Survey Monkey, a widely utilized web survey company, in their FAQ about Survey Size For Accuracy provides guidelines for obtaining a representative sample.  Take a look.  No matter which calculations you use relative to acceptable Margin of Error and Confidence Level, Ancestry’s sample size is extremely light.

23andMe states in their FAQ that their ethnicity prediction, called Ancestry Composition covers 22 reference populations and that they utilize public reference datasets in addition to their clients’ with known ancestry.

23andMe asks geographic ancestry questions of their customers in the “where are you from” survey, then incorporates the results of individuals with all 4 grandparents from a particular country.  One of the ways they utilize this data is to show you where on your chromosomes you match people whose 4 grandparents are from the same country.  In their tutorial, they do caution that just because a grandparent was born in a particular location doesn’t necessarily mean that they were originally from that location.  This is particularly true in the past few generations, since the industrial revolution.  However, it may still be a useful tool, when taken with the requisite grain of salt.

23andme 4 grandparents

The third way of creating the underlying population data base is to utilize academically published information or information otherwise available.  For example, the Human Genome Diversity Project (HGDP) information which represents 1050 individuals from 52 world populations is available for scrutiny.  Ancestry, in their paper, states that they utilized the HGDP data in addition to their own customer database as well as the Sorenson data, which they recently purchased.

Academically published articles are available as well.  Family Tree DNA utilizes 52 different populations in their reference data base.  They utilize published academic papers and the specific list is provided in their FAQ.

As you can see, there are different approaches and tools.  Depending on which of these tools are utilized, the underlying data base may look dramatically different, and the information held in the underlying data base will assuredly affect the results.

Step 2:  Your Individual DNA Extraction

This is actually the easy part – where you send your swab or spit off to the lab and have it processed.  All three of the main players utilize chip technology today.  For example, 23andMe focuses on and therefore utilizes medical SNPs, where Family Tree DNA actively avoids anything that reports medical information, and does not utilize those SNPs.

In Ancestry’s white paper, they provide an excellent graphic of how, at the molecular level, your DNA begins to provide information about the geographic location of your ancestors.  At each DNA location, or address, you have two alleles, one from each parent.  These alleles can have one of 4 values, or nucleotides, at each location, represented by the abbreviations T, A, C and G, short for Thymine, Adenine, Cytosine and Guanine.  Based on their values, and how frequently those values are found in comparison populations, we begin to fine correlations in geography, which takes us to the next step.

ancestry allele snps

Step 3:  Comparison to Underlying Population Data Base

Now that we have the two individual components in our recipe for ethnicity, a population reference set and your DNA results, we need to combine them.

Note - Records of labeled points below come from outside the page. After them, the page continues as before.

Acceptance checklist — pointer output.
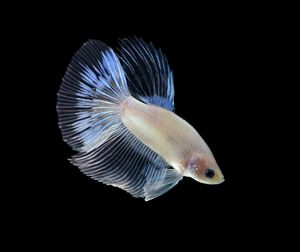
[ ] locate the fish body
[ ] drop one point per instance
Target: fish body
(121, 120)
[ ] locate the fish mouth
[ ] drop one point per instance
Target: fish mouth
(212, 182)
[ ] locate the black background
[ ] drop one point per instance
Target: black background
(219, 65)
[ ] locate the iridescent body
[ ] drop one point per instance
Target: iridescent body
(120, 119)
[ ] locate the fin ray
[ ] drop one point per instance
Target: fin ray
(149, 76)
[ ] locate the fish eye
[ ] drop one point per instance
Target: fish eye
(209, 173)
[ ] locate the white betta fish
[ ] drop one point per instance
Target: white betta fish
(118, 113)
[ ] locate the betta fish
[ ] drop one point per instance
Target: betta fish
(117, 112)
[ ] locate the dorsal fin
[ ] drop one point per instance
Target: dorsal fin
(149, 76)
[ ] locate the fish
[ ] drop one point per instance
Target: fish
(116, 110)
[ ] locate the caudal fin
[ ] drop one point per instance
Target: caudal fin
(89, 117)
(88, 100)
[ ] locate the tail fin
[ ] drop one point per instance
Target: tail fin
(92, 88)
(90, 120)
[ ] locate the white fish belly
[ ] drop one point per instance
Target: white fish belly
(161, 130)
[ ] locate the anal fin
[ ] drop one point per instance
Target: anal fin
(162, 184)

After DNA extraction, your individual results are compared to the underlying data base.  Of course, the accuracy will depend on the quality, diversity, coverage and quantity of the underlying data base, and it will also depend on how many markers are being utilized or compared.

For example, Family Tree DNA utilizes about 295,000 out of 710,000 autosomal SNPs tested for ethnicity prediction.  Ancestry’s V1 product utilized about 30,000, but that has increased now to about 300,000 in the 2.0 version.

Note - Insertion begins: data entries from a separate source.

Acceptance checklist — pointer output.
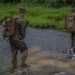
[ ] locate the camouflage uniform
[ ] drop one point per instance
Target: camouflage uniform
(16, 42)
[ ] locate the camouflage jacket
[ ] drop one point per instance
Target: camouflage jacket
(21, 26)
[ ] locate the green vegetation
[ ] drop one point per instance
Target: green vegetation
(38, 15)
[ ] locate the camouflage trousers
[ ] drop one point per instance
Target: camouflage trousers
(18, 44)
(73, 41)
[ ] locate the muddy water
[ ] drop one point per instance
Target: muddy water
(46, 40)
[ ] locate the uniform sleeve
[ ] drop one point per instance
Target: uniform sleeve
(22, 28)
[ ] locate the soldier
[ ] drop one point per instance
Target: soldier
(16, 41)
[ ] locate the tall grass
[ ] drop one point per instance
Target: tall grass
(38, 15)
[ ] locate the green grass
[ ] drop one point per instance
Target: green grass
(38, 15)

When comparing your alleles to the underlying data set one by one, patterns emerge, and it’s the patterns that are important.  To begin with, T, A, C and G are not absent entirely in any population, so looking at the results, it then becomes a statistics game.  This means that, as Ancestry’s graphic, above, shows, it becomes a matter of relativity (pardon the pun), and a matter of percentages.

For example, if the A allele above is shown is high frequencies in Eastern Europe, but in lower frequencies elsewhere, that’s good data, but may not by itself be relevant.  However if an entire segment of locations, like a street of DNA addresses, are found in high percentages in Eastern Europe, then that begins to be a pattern.  If you have several streets in the city of You that are from Eastern Europe, then that suggests strongly that some of your ancestors were from that region.

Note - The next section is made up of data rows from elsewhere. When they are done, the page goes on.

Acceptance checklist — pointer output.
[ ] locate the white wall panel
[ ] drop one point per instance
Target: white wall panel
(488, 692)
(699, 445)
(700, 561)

To show this in more detailed format, I’m shifting to the third party tool, GedMatch and one of their admixture tools.  I utilized this when writing the series, “The Autosomal Me” and in Part 2, “The Ancestor’s Speak,” I showed this example segment of DNA.

On the graph below, which is my chromosome painting of one a small part of one of my chromosomes on the top, and my mother’s showing the exact same segment on the bottom, the various types of ethnicity are colored, or painted.

The grid shows location, or address, 120 on the chromosome and each tick mark is another number, so 121, 122, etc.   It’s numbered so we can keep track of where we are on the chromosome.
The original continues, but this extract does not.